Enough of good feelings, lets try something different. One of the latest source based distributions I tried was Onebase 2004.2. I tried this distribution a good number of months ago, when it was at version 1.0 or 1.1 and the CD did not boot. The website had a note saying it was a known problem and the next version would definitely boot. I waited a while after that not wanting to waste bandwidth, time and a blank CD and decided to try out after they came up with version 2004.2. They went from 1.0 to 1.1, 1.2, 2.0 and finally 2004.2. Hoping it to have matured in all these months after all these releases, I burned me a copy and popped it in and restarted. This time the computer booted. I was happy. Then the Knoppix harware detection started up. I thought it would be a Knoppix clone with the base software and a BSD Ports/Potrage/Sorcery like system on top of it. It was not. It was instead something very similar to Linux From Scratch version 4.1. The commands that were executed, the way optimizations were unset before compilation of glibc, gcc and other packages as mentioned on the Linux From Scratch website and the choice of base packages all matched so I concluded that it was heavily inspired by LFS 4.1 if not based on it. I didn’t stick to it long enough to check the features the author takes pride in. At the end of the installation, I couldn’t install lilo on the MBR, and Grub was not present. A look at lilo.conf told me the problem and I was good to go after manually editing it.

Then I couldn’t install my HCF PCI Modem drivers because cpio did not come as part of a base package. I got past that and tried out the package management they offer. There are far too little software scripts available. A lot of them don’t work (e.g.
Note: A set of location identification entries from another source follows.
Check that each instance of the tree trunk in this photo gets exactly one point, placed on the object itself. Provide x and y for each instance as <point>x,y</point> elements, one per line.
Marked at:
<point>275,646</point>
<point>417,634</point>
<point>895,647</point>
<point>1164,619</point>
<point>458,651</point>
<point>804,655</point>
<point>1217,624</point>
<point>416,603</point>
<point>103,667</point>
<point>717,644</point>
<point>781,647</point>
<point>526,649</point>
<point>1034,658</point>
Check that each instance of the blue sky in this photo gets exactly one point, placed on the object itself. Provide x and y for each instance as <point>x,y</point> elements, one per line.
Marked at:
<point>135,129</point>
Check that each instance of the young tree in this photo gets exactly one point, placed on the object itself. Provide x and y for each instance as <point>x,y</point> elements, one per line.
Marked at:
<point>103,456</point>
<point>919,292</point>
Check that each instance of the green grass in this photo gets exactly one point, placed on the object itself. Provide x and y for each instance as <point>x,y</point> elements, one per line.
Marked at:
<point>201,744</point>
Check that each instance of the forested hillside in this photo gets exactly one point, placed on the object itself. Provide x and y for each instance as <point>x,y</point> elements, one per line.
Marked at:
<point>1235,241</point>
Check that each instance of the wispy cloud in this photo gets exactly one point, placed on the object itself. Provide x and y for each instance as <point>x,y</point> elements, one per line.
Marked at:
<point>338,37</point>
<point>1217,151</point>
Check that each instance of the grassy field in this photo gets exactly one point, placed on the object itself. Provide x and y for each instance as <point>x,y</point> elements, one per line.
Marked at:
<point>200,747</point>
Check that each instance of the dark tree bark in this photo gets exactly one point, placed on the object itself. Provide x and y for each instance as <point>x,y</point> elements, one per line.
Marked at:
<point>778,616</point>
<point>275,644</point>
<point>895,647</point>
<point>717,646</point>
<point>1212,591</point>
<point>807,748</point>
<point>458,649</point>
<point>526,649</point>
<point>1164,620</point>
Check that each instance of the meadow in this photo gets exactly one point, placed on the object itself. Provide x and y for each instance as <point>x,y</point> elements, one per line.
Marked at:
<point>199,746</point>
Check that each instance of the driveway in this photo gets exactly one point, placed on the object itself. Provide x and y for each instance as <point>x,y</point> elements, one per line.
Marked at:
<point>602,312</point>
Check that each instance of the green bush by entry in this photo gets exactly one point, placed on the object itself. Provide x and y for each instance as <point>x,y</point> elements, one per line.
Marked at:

Gnome) and the whole thing looks a bit lacking in professionalism. OLM (the package management system) does not categorize the different scripts on the hard-drive. They are all dumped in one single folder and all source files downloaded are also dumped in the same folder. The folder is called sourcebox, instead of potpourri. The word “choice” is spelled wrong consistently as “choise”. I wonder who provides feedback to them. Onebase uses Knoppix for hardware detection, which is a smart choice since it is the best around. Still, to be a hundred percent sure, the author decided to make the default kernel have almost ALL options built in to the kernel and a few as modules making the base kernel size upwards of 2Mb. Add the ATI or Nvidia drivers and the other modules you load up and you can proudly say that your kernel is the biggest and the baddest kernel out there. A lot of bzImage’s out there may un bzip themselves and still not beat your size. You will never have any problems with hardware detection there. Thats a guarantee. The most entertaining part about Onebase is this thread on their message board where the author and an ex-user are having an argument where the ex-user is blaming the author for taking un-due credit for a few scripts he wrote and the author is trying to defend himself. It’s a fun read.

As I said before, I like to play around but only with a product that is well made and worth tinkering with. Reboot worked in Onebase and I re-booted. Back into Crux. People on the mailing list are discussing what to include in the next version, glibc+nptl, Kernel 2.6, udev. This is fun!

About the Author:
I am a final year student in Electrical Engineering at the University of Maine and currently doing an internship at General Electric. I’ve been using good and bad Linux distributions since 1998.